Baby an Bord und kein Essen
Gemeinsam mit seinem Bruder, seiner heutigen Ehefrau und deren Geschwistern war Bayazeed auf dem Boot. Mit dabei: Ein zehn Monate alter Junge - ohne seine Eltern. Der damals 25-jährige Bayazeed sollte das Baby zu seiner Mutter nach Griechenland bringen. "Wir haben von 5 Uhr morgens bis 12 Uhr mittags nichts gegessen. Auch das Baby nicht." Kinder, Männer, Frauen und Schwangere waren an Bord.
Das Boot ging mehrmals wegen des Motors kaputt, doch Bayazeed und sein Bruder, ein Mechatroniker, reparierten es.
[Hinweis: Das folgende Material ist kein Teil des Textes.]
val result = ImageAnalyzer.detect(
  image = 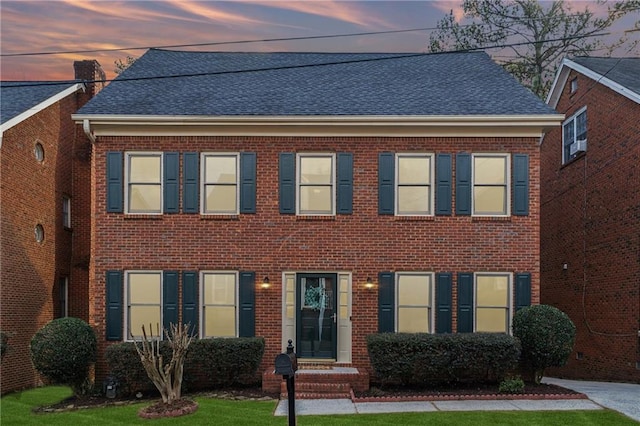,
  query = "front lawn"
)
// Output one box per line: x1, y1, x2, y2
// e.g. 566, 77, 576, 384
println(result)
0, 386, 637, 426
Bei meterhohen Wellen steuerten sie das Boot seitlich, damit es nicht brach - die Reise dauerte mehrere Stunden.
Angekommen in Griechenland: Tränen vor Erleichterung
Bayazeed dachte, sie schaffen es nicht - bis die Griechen sie retteten. Erst wurden Frauen und Kinder abgeholt. Bayazeed konnte endlich weinen vor Erleichterung. "Ich habe so laut geschrien und geweint, weil ich es nicht glauben konnte. Die Last fiel ab. Wir haben es geschafft."
Von Nigeria bis nach Kirchheimbolanden
Auch Elimian J. (Name geändert) aus Nigeria floh 2016. Zunächst landete er in Libyen, um von dort über das Meer nach Italien zu gelangen. Er konnte sich einen Platz unter mehr als 120 Menschen auf einem Schlauchboot sichern. Elimian J. und andere Geflüchtete waren über zehn Stunden orientierungslos im Meer. Kein Essen. Kein Trinken. "Wir waren so schwach. Es war so heiß", erinnert er sich. Zwölf Menschen starben - darunter zwei Kinder. "Alle Menschen haben geschrien. Die Leichen haben wir nicht ins Meer geworfen. Es war schrecklich", sagt er.
Das Schlauchboot ging kaputt - Wasser gelang ins Innere. Zwei Stunden später retteten die Italiener die Geflüchteten. "Die Freude war in meinem ganzen Körper zu spüren", sagt Elimian J.
Wegrennen vor dem Tod in Nigeria
Elimian J. erzählt, dass Menschen in Nigeria versucht haben, ihn umzubringen. Sein Vater, sagt er, hatte ihnen Geld geliehen - zurückgezahlt wurde nie etwas, trotz Aufforderungen. Irgendwann, so Elimian, hätten sie seinen Vater vergiftet. Er starb. Für die Familie ein riesiger Schock.
Erst vor einigen Tagen tötete die Mafia ein ganzes Dorf. Elimian J.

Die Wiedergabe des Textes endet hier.